And she ran. She ran as fast as she could up to them. Sometimes she would run up to them and then run back to the shed and back up to them. They would tell her “Quedate” again and walk off even farther then their screens would shout “Corre!” And off she’d go at a dead run.

Their running game was only good for about 2 – 3 times then she was free to do whatever she wanted as long as they could still see her. Sometimes she would stop and do sit-ups or push ups and wait for them to catch up. Other times she did a series of lunges while she waited. But when they got close to the dome, she knew she had to fall in behind them.

“Junto!” The screens said. “Junto.” She didn’t know what “Junto!” meant but she thought it was something like, “stick close to us.” She would drop in directly behind them, slow way down and stay close matching their pace.

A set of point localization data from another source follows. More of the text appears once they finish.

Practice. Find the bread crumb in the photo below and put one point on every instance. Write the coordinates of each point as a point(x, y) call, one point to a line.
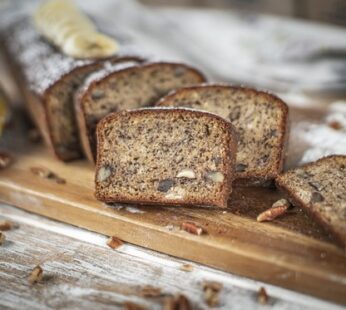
point(47, 174)
point(179, 301)
point(192, 228)
point(7, 225)
point(186, 267)
point(211, 293)
point(278, 208)
point(132, 306)
point(150, 291)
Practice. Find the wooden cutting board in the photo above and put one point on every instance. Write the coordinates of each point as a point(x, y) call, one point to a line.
point(290, 252)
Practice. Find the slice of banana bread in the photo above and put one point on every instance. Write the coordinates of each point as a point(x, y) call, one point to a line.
point(48, 79)
point(165, 156)
point(320, 188)
point(260, 120)
point(129, 88)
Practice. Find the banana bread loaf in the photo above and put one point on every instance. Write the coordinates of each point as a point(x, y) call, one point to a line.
point(260, 120)
point(320, 188)
point(128, 88)
point(165, 156)
point(48, 79)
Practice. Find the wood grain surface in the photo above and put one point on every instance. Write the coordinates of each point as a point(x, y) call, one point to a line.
point(82, 272)
point(291, 252)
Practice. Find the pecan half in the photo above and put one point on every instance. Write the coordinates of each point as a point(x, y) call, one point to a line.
point(278, 209)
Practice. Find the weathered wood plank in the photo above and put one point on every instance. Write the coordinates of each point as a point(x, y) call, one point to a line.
point(82, 272)
point(281, 254)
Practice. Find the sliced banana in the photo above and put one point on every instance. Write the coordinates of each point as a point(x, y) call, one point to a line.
point(89, 45)
point(73, 32)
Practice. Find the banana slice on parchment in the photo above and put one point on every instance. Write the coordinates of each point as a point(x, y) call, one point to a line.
point(73, 32)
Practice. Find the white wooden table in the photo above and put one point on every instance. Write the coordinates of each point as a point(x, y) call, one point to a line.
point(82, 272)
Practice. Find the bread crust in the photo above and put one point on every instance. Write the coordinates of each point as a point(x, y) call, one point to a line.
point(296, 201)
point(249, 179)
point(230, 144)
point(85, 134)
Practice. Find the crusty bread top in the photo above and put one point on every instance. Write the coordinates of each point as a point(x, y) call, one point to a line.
point(132, 87)
point(260, 118)
point(165, 156)
point(42, 63)
point(320, 188)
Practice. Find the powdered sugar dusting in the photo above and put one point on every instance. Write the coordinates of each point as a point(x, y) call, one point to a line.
point(42, 63)
point(108, 68)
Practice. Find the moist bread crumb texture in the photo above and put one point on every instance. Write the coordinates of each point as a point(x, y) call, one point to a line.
point(320, 188)
point(165, 156)
point(130, 88)
point(260, 120)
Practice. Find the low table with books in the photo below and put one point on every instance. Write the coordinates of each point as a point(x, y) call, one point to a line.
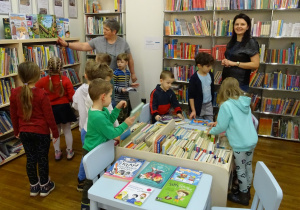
point(133, 183)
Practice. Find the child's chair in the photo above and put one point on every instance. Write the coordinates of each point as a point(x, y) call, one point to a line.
point(268, 194)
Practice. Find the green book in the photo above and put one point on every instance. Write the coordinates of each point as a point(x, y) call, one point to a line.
point(176, 193)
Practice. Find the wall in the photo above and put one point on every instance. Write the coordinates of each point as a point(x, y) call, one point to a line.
point(144, 18)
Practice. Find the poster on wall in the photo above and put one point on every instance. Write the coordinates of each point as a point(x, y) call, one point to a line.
point(59, 8)
point(5, 6)
point(43, 7)
point(72, 9)
point(25, 6)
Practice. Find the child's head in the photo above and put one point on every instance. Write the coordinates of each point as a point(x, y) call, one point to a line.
point(103, 58)
point(54, 67)
point(94, 70)
point(29, 73)
point(166, 79)
point(229, 89)
point(100, 89)
point(122, 61)
point(204, 62)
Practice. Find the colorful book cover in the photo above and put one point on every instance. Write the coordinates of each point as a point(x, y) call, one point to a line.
point(125, 168)
point(33, 26)
point(134, 193)
point(18, 26)
point(176, 193)
point(47, 26)
point(6, 26)
point(155, 174)
point(187, 175)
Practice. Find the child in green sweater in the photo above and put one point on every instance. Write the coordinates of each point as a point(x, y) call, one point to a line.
point(100, 127)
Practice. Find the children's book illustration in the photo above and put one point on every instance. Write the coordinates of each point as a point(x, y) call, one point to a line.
point(176, 193)
point(187, 175)
point(125, 168)
point(134, 193)
point(155, 174)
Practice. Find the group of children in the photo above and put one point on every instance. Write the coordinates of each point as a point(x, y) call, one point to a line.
point(44, 103)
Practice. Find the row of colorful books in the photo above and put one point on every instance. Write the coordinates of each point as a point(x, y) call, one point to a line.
point(6, 85)
point(40, 54)
point(182, 73)
point(188, 5)
point(5, 122)
point(8, 61)
point(288, 129)
point(177, 184)
point(21, 26)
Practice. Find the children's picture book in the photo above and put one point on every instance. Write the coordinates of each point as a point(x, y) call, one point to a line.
point(47, 26)
point(176, 193)
point(125, 168)
point(187, 175)
point(199, 122)
point(6, 26)
point(155, 174)
point(18, 26)
point(134, 193)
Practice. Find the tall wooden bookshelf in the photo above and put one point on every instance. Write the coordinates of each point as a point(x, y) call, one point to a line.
point(289, 15)
point(19, 44)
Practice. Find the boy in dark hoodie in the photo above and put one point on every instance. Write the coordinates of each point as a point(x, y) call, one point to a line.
point(162, 98)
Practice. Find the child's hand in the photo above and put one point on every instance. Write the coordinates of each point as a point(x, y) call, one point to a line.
point(129, 120)
point(180, 116)
point(135, 85)
point(121, 104)
point(157, 117)
point(193, 115)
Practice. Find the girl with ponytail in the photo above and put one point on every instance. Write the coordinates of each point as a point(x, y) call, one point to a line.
point(32, 116)
point(60, 91)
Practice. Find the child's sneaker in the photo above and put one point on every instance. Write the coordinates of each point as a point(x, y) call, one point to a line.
point(58, 155)
point(35, 189)
point(80, 185)
point(47, 188)
point(70, 154)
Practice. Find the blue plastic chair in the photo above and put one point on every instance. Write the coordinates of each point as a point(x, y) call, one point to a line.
point(268, 194)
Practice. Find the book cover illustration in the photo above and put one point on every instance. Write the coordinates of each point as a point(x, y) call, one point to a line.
point(6, 26)
point(176, 193)
point(187, 175)
point(47, 26)
point(155, 174)
point(134, 193)
point(125, 168)
point(18, 26)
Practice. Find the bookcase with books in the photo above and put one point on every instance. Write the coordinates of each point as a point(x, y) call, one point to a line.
point(96, 12)
point(14, 52)
point(207, 25)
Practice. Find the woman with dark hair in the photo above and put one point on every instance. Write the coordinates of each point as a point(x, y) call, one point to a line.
point(242, 52)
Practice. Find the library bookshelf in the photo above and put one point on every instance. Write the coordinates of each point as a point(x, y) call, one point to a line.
point(13, 76)
point(220, 173)
point(209, 41)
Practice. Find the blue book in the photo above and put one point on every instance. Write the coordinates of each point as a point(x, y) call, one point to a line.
point(155, 174)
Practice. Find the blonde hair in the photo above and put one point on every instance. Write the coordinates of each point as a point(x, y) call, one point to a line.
point(103, 58)
point(229, 89)
point(28, 73)
point(54, 67)
point(98, 87)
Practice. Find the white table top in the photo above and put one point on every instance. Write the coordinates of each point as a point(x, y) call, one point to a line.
point(104, 190)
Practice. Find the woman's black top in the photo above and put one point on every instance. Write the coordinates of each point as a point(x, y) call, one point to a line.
point(242, 54)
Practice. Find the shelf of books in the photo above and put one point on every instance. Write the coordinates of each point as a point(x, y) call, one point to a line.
point(193, 148)
point(206, 25)
point(96, 12)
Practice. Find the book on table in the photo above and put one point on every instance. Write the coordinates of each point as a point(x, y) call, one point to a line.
point(155, 174)
point(125, 168)
point(176, 193)
point(187, 175)
point(134, 193)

When out walking with Eduardo and Chuy she instinctively avoided looking up when they encountered other things and was diligent about keeping focused on the ground. Only Eduardo and Chuy wore screens. The unscreened faces of things with all those eyes made her reel with nausea. If Eduardo and Chuy stopped to chitter with them, Claire spent her time studying the ends of their limbs. She liked the colorful patterns of their skins. Eduardo was a yellow green with light blue striping, Chuy was a light green with blue striping. She memorized their stripe pattern. The other things were different, some yellow and orange, green and pink, or red and purple. If Claire liked the vibe she got from the other things they encountered, she touched their limbs. Frequently she was rewarded for this touch by the thing responding and rubbing a limb over her back and head. When this happened Eduardo and Chuy would exchange purring chitters with the owner of the limb while Claire got to touch their soft skin. Inevitably she would hear “Bien, muy bien,” from a screen. But there was one thing, a yellow and brown striped thing, she didn’t like. That thing was always standing too close to Chuy and accidentally on purpose touching Chuy when they walked. Yellow and brown thing would flick his limbs over Chuy’s limbs making Chuy pull his limbs in closer. It made him unsteady. Claire didn’t like yellow and brown. Her nickname for him was Tonto del culo. She may not speak Spanish, but after all, she did live on the border with Mexico. There wasn’t a vulgarity she didn’t know.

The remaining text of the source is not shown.